LONDON — The newly launched label Borgo de Nor has been rapidly garnering the attention of global retailers who are buzzing about its colorful printed summer dresses.
The brand was launched by two fashion industry veterans: Joana de Noronha, founder of the London-based sales showroom Barefoot Chic, which represents luxury resort and swimwear labels, and Carmen Borgonovo, a consultant and stylist who previously held editorial roles at WWD, W Magazine and Harper’s Bazaar.
The first collection was introduced for spring 2017 at retailers including Browns, Matchesfashion.com, Net-a-porter and Moda Operandi, as well as a number of brick-and-mortar stores such as the Webster in Miami, Kirna Zabete in New York and Tsum in Russia.
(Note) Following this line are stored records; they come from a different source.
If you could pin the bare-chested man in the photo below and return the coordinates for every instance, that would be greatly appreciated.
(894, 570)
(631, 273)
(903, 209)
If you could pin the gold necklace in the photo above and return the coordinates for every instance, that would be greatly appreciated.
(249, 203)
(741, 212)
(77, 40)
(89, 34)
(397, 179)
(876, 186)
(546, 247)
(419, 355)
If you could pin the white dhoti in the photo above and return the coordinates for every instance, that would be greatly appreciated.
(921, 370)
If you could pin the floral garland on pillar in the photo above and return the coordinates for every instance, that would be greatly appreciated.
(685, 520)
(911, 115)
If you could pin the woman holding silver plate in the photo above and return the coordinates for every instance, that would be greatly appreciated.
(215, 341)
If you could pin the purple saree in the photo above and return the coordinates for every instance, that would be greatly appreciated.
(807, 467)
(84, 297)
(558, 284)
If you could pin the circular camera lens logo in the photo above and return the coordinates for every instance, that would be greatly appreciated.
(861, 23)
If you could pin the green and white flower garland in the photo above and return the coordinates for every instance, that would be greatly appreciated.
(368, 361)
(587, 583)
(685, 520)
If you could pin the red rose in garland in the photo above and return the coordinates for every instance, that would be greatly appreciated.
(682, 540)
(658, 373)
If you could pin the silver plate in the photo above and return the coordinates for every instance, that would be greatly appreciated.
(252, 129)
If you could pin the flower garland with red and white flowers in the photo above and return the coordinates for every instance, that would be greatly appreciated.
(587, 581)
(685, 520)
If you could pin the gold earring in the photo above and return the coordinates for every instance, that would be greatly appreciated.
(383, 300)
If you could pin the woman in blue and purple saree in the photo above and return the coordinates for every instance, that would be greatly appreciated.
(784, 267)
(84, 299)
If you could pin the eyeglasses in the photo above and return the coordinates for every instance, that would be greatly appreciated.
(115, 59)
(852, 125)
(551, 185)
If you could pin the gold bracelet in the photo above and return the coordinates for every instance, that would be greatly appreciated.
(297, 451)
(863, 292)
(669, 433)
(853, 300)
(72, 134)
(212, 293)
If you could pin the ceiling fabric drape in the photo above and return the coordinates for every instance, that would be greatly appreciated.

Borgo de Nor is all about bold, custom-made prints — and sometimes multiple layers of prints — inspired by art and dresses that blur the lines between ready-to-wear and resortwear. The loose, fluid silhouettes are also a signature.
Noronha said she felt launching her own label was a natural next step after setting up her showroom business: “I always thought that after you develop a sales platform, the next step is to capitalize on that with your own brand. I had a very chic resortwear brand in mind, but it then developed into ready-to-wear.”
Borgonovo drew on her editorial background to create a vision for the brand and define who the Borgo de Nor woman is. “I have been noticing there is a niche in the market for statement dresses that are below the 1,000 pounds mark,” she said. “So the idea was to create bold statement dresses and allow the customer to always be able to come back to the brand to buy a second or third dress and eventually create a wardrobe with some of these dresses.”
As for the customer, Borgonovo and Noronha said they have seen traction from women of different backgrounds and ages, with customers ranging from 20 to 60 years old.
They describe their customer as “somebody who doesn’t look like she has ever made much effort to dress up, but she always looks incredible because she has this inherent class,” Borgonovo said. “She also travels off the beaten track. She doesn’t always go to the obvious places, she’ll go to Greece but will choose Symi rather than Mykonos. She’s got an intellectual side to her, a woman who’s well-read, well-traveled and well-educated.”
The idea for a summer-focused collection was a natural one for both founders. “Joana is Portuguese, I’m from El Salvador and we love color and this type of product. I always spend way too much money in the summer when I shouldn’t because in London we have it for three months,” Borgonovo said.
She added that even though there are slightly darker prints and long-sleeved styles in development for the fall and winter retail drops, the intention is to stay true to their vision of lighter, printed dresses throughout the year.
Prints in the debut range include an abstract leaf print, florals and big dotted patterns over wrap maxidresses, loose slipdresses or more covered long-sleeved pieces. Among the highlights is a print incorporating the surrealist motifs of the painter and novelist Leonora Carrington. Illustrations of pairs of cobalt blue hands are scattered over a bright floral print.
The designers are based in London’s Chelsea and produce their collection in British factories, allowing them to control quality and avoid the negative impact of the weaker pound.
“We sell everything in pounds, so we are not exposed to currency fluctuation or import duties. We’re not importing anything, we’re just exporting, which is a different story, and it keeps us a little safer for the next year or two until we see what Brexit is going to be all about,” Noronha said.
As the brand goes into its second season, the plan is to expand its offer and develop its current retail partnerships, while at the same time making strategic additions to its retail network.
Prices vary from 555 pounds to 805 pounds.
New products are also in the works as part of an overall vision to create a lifestyle concept. The designers said they plan to test certain categories such as footwear or handbags, via collaborations.
Drawing from her experience as editor of the former title W Jewelry, and most recently her work for the biannual magazine On the Rocks, Borgonovo has developed a collection in collaboration with jeweler Sian Evans to use for the styling of the brand’s first lookbook.
After receiving positive feedback from the surrealist rings and earrings that feature oversized hoops or drop earrings in the shape of hands (once again referencing Leonora Carrington), the duo plans to develop the line further with more commercial styles focusing on gold-plated costume jewelry.